One of my favorite Bible verses is John 11:35, “Jesus wept.” Sure, I like it because it’s brief—the shortest verse in the King James Version of the Bible—but much more because it shows Jesus, the embodiment of God, steeped in human emotion to the point of tears. I also take solace in why Jesus cried. His friend Lazarus had just died.


What do we know about Lazarus? If he was a friend so loved by Jesus that his death brought the Son of Man, the Human One, the Word Made Flesh to weeping, we would do well to know more about Lazarus and what his friendship with Jesus can teach us about the sacred importance of a friend.


The prolific Presbyterian author, Frederick Buechner, writes in Telling the Truth that Lazarus “is the only friend the Gospels name who does not seem to have been a disciple especially but just a friend, somebody [Jesus] didn’t have to be the messiah with maybe but could just be himself with, somebody to have a drink with once in a while, to tell what it was like to be himself.” It’s no wonder Jesus wept. Losing a friend like that can feel like losing your loving care when you’re down and troubled, as Carole King might say, or as if a piece of your full self has vanished. I think of it like the friendship between Gordie Lachance and Chris Chambers, the coming-of-age boys in the 1986 movie Stand By Me, where one of them says, “See you around,” and the other always responds, “Not if I see you first.” Without Lazarus, who on earth would see Jesus with the uncritical eye of an honest friend?


For me, remembering Lazarus and his friendship with Jesus reminds me of the need we all have for friends like that. Establishing and maintaining connections with people who see us as we are—warts and all—with whom we can be ourselves completely, openly, vulnerably, and without fear of being misunderstood or unfairly judged is to the human spirit as rain is to parched earth.


One of the goals I had for my recent sabbatical was to reconnect with friends. I called a someone I’d known through years of Christian youth camps that I’d lost touch with when I moved away. I learned in our phone conversation that his parents were in poor health. When I apologized for not keeping in touch, he said I didn’t need to worry myself with that, because he knew I was there, as surely as I knew he is there for me. That goal was not and should not be relegated to a set-aside portion of time. Since the sabbatical ended, I’ve been keeping up with those rekindled connections, watering the dry places that always need attention both for the people who see and love me as I am, and for the ones I see and love without condition as best I can.

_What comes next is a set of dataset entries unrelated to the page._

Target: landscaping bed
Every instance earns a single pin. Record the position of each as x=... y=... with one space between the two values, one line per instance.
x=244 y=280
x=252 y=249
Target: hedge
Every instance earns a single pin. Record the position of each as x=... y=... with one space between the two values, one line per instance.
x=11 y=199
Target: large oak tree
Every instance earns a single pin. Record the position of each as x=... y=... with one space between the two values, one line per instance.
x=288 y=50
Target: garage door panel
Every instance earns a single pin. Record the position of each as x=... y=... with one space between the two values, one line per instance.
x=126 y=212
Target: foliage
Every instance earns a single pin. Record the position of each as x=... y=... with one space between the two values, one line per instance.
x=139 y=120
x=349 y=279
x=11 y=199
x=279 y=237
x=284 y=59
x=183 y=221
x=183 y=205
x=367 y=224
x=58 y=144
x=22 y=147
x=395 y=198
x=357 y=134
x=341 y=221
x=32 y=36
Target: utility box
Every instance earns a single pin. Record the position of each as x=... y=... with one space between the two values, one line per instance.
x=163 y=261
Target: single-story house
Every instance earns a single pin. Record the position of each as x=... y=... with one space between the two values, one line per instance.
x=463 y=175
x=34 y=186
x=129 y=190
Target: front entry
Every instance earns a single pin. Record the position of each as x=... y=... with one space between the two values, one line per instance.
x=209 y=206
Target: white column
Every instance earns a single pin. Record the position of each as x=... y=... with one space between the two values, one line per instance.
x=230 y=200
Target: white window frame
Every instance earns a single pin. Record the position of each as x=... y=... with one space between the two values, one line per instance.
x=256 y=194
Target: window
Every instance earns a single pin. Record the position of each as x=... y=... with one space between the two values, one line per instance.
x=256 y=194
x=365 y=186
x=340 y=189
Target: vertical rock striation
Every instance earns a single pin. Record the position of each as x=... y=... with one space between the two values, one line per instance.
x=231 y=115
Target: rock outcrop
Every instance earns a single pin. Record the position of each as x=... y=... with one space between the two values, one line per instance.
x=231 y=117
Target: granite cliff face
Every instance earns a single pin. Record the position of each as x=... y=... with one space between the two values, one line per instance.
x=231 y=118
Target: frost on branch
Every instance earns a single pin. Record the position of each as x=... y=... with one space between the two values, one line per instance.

God calls us to always remember who we are and Whose we are. There is assurance and strength in that truth for the abundant living of these days. What better way to remember that than by nurturing our one-of-a-kind relationships, like the one Jesus had with Lazarus? Sacred friendships remind us of the truth that no matter how far we might wander from Love, that Love is always there, holding us as we are, strengthening us with all we need, and reassuring us that we don’t have to be anyone but the person God put us on this earth to be.